The problem is not just the cost. These vendors move slowly. Their release cycles are quarterly. Their AI capabilities lag months behind what is available in the open market. When you build on top of them, their pace becomes your pace. Their limitations become your limitations. You end up paying more for less, and the gap between what is possible and what your platform supports grows wider every month.

This applies to AWS, Google Cloud, Salesforce, Oracle, and every other major platform vendor. It also applies to AI model providers. The best model today may not be the best model in six months. Build so you can switch. The moment your infrastructure depends on a single vendor's roadmap, you have handed over control of your own pace of innovation.

02

Most Companies Do Not Need a Hyperscaler

A Postgres database on Supabase. A frontend on Vercel. Async jobs on Modal. That combination runs internal tools, customer applications, analytics, and automation for a fraction of what the equivalent costs on AWS or Azure. No VPC configuration. No IAM policy debugging. Simpler to manage, faster to ship.

Hyperscalers are the right choice when you need them. Petabyte-scale data, millions of concurrent users, globally distributed compute. Most mid-market companies are not there. They are paying for complexity they do not use.

Build infrastructure you can migrate away from. That single principle changes every technology decision that follows.

We are not suggesting anyone tear down working systems. But the cost of running production software has dropped, and the platforms available today are built for portability. The organisations that will navigate the next few years well are the ones that can adopt new tools in weeks, not years.

03

Tokens Are an Operating Cost

Every AI feature consumes tokens. Most organisations have limited visibility into how many, from which models, and whether those models are the right fit for the task. Claude Opus, GPT-4o, and Gemini Pro exist for complex work. Haiku, GPT-4o-mini, and Gemini Flash exist for simple work. Using a top-tier model for a classification task or a draft email is technically fine but economically wasteful at scale.

Token pricing will increase as enterprise adoption grows. The same dynamic played out with cloud compute. Organisations that build cost tracking and model routing early will manage this. Those running everything through a single expensive model with no monitoring will not.

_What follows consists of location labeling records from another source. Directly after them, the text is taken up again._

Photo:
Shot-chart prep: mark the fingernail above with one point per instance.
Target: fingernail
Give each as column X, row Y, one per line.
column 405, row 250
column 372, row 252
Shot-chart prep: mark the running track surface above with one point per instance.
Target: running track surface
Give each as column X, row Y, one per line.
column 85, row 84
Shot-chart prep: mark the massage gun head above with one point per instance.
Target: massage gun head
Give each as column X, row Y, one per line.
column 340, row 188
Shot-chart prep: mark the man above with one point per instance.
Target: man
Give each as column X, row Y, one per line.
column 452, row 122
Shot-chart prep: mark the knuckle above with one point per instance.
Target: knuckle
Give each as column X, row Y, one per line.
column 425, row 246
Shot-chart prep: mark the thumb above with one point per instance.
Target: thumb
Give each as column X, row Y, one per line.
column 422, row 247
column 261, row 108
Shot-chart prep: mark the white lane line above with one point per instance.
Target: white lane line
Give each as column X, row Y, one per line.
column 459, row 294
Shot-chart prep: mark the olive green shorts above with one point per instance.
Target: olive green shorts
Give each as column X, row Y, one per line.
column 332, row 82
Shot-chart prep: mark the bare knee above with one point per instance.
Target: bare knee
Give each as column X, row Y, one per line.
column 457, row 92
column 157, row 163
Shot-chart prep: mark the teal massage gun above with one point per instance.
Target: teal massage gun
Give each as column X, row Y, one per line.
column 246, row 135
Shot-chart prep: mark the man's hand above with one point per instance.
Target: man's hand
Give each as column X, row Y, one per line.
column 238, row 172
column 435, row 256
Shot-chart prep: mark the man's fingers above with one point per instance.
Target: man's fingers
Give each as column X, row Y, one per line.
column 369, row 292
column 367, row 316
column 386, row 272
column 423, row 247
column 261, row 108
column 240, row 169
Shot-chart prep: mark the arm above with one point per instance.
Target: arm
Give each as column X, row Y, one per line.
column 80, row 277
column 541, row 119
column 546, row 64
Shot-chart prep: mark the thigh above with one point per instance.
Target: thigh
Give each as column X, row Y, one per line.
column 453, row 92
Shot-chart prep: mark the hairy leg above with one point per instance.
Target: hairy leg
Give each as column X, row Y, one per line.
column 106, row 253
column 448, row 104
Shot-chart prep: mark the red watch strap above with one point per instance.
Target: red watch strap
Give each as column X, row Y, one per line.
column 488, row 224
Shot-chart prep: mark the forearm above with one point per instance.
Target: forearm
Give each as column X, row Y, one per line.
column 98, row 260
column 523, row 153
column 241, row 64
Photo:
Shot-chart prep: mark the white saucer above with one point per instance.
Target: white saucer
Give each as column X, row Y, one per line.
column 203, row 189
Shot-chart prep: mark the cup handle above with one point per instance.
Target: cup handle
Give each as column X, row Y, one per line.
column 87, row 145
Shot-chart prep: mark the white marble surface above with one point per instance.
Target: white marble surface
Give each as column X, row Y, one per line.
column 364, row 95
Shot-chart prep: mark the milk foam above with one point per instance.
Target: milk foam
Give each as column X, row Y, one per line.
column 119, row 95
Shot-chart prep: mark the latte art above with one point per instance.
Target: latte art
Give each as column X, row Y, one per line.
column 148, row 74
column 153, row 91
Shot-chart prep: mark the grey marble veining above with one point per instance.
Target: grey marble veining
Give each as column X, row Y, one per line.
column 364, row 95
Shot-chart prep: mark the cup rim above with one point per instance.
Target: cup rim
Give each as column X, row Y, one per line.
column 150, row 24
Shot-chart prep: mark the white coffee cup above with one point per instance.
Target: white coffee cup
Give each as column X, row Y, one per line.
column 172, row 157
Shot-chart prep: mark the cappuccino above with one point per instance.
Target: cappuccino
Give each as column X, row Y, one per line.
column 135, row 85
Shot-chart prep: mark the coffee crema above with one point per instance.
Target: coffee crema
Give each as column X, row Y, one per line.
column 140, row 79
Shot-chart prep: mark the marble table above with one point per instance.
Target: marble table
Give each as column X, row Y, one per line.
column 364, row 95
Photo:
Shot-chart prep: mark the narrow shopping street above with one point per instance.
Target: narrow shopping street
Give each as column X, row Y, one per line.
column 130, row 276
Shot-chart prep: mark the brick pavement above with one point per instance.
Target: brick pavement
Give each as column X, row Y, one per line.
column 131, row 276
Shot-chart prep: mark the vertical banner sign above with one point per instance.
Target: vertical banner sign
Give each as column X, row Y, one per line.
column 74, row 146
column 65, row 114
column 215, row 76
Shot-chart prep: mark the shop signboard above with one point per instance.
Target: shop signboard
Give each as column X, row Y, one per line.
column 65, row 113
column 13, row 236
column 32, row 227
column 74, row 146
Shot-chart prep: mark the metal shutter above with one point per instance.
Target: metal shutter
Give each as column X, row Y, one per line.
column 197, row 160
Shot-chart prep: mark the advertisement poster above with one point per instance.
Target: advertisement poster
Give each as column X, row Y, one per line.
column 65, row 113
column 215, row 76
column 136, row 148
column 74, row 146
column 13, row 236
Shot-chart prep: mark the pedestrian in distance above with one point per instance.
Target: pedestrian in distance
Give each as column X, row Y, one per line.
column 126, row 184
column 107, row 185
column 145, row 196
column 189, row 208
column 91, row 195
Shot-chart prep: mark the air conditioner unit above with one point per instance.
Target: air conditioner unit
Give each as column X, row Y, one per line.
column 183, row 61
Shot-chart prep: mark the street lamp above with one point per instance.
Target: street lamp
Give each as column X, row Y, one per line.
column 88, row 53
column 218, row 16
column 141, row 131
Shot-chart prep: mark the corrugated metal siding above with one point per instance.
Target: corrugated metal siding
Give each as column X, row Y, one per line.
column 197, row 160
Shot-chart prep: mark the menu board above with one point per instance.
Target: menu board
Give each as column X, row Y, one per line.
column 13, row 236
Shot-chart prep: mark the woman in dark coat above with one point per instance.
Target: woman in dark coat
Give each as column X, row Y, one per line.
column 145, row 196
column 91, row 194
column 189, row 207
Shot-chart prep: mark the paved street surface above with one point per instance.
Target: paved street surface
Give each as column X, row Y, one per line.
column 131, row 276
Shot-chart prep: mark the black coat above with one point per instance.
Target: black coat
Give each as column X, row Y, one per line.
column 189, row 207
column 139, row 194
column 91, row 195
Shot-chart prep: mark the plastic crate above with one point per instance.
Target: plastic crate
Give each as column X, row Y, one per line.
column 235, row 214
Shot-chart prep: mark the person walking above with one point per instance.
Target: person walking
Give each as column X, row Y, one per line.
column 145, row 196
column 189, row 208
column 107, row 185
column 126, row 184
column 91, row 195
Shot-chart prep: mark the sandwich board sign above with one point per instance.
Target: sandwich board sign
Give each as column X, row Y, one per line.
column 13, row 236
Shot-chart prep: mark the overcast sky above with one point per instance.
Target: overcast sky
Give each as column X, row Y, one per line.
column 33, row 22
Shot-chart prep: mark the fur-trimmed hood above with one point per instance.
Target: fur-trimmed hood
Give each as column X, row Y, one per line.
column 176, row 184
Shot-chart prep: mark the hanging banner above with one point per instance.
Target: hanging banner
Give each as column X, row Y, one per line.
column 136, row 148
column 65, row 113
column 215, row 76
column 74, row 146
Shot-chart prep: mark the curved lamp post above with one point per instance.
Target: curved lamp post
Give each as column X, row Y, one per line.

In practice, this means an infrastructure layer with visibility into every model call, cost attribution per workflow and per team, and automatic routing based on task complexity. This is not something to add later. It is part of the foundation.

04

If It Is Not Working, Change the Approach

If you have implemented AI and the results are disappointing, do not invest more in the same direction. The learnings and problems from your first projects are not wasted. They are useful input. But the approach needs to change. Implementations done well are fast and focused. If yours was slow and unclear, the methodology was the problem.

For organisations starting from zero, the right first project is small. One manual workflow, well understood by the team doing it. Automate it. Measure the outcome. Low risk, visible value, low cost. If it works, expand from there. If it does not, you have spent weeks learning, not years.